Attention deficit hyperactivity disorder (ADHD) is one of the most commonly diagnosed and treated psychiatric disorders in childhood. Typically, children with ADHD find it difficult to pay attention, they are hyperactive and impulsive.

Methylphenidate is the drug most often prescribed to treat children and adolescents with ADHD but, despite its widespread use, this is the first comprehensive systematic review of its benefits and harms.

Objectives

To assess the beneficial and harmful effects of methylphenidate for children and adolescents with ADHD.

Search methods

In February 2015 we searched six databases (CENTRAL, Ovid MEDLINE, EMBASE, CINAHL, PsycINFO, Conference Proceedings Citations Index), and two trials registers. We checked for additional trials in the reference lists of relevant reviews and included trials. We contacted the pharmaceutical companies that manufacture methylphenidate to request published and unpublished data.

Selection criteria

We included all randomised controlled trials (RCTs) comparing methylphenidate versus placebo or no intervention in children and adolescents aged 18 years and younger with a diagnosis of ADHD. At least 75% of participants needed to have an intellectual quotient of at least 70 (i.e. normal intellectual functioning). Outcomes assessed included ADHD symptoms, serious adverse events, non-serious adverse events, general behaviour and quality of life.
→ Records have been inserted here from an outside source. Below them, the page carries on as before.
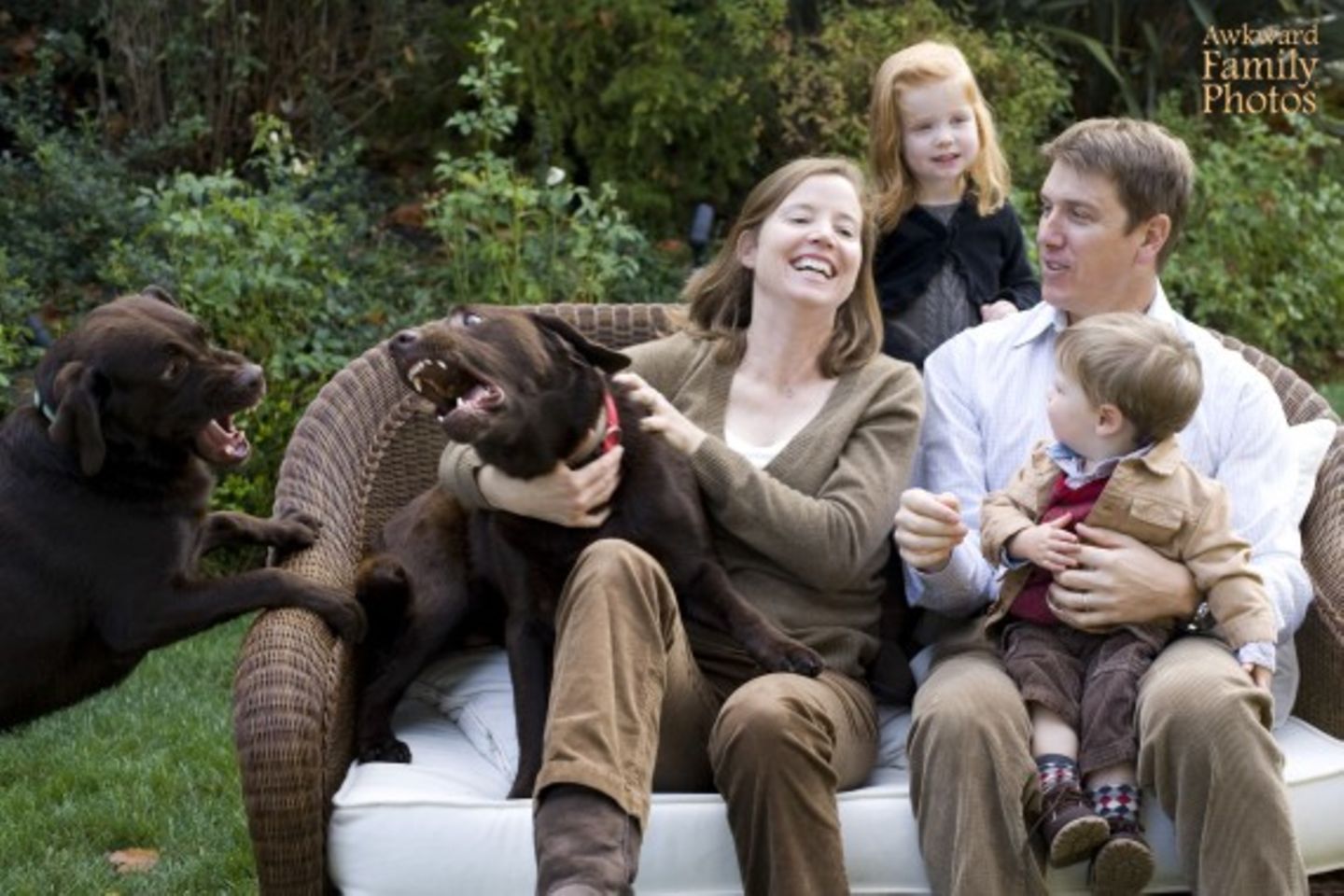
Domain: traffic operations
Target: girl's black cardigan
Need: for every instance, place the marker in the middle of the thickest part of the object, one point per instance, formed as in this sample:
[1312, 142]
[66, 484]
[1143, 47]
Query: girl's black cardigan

Data collection and analysis

Seventeen review authors participated in data extraction and risk of bias assessment, and two review authors independently performed all tasks. We used standard methodological procedures expected within Cochrane. Data from parallel-group trials and first period data from cross-over trials formed the basis of our primary analyses; separate analyses were undertaken using post-cross-over data from cross-over trials. We used Trial Sequential Analyses to control for type I (5%) and type II (20%) errors, and we assessed and downgraded evidence according to the Grades of Recommendation, Assessment, Development and Evaluation (GRADE) approach for high risk of bias, imprecision, indirectness, heterogeneity and publication bias.

Main results

The studies.We included 38 parallel-group trials (5111 participants randomised) and 147 cross-over trials (7134 participants randomised). Participants included individuals of both sexes, at a boys-to-girls ratio of 5:1, and participants’ ages ranged from 3 to 18 years across most studies (in two studies ages ranged from 3 to 21 years). The average age across all studies was 9.7 years. Most participants were from high-income countries.

The duration of methylphenidate treatment ranged from 1 to 425 days, with an average duration of 75 days. Methylphenidate was compared to placebo (175 trials) or no intervention (10 trials).

Risk of Bias.All 185 trials were assessed to be at high risk of bias.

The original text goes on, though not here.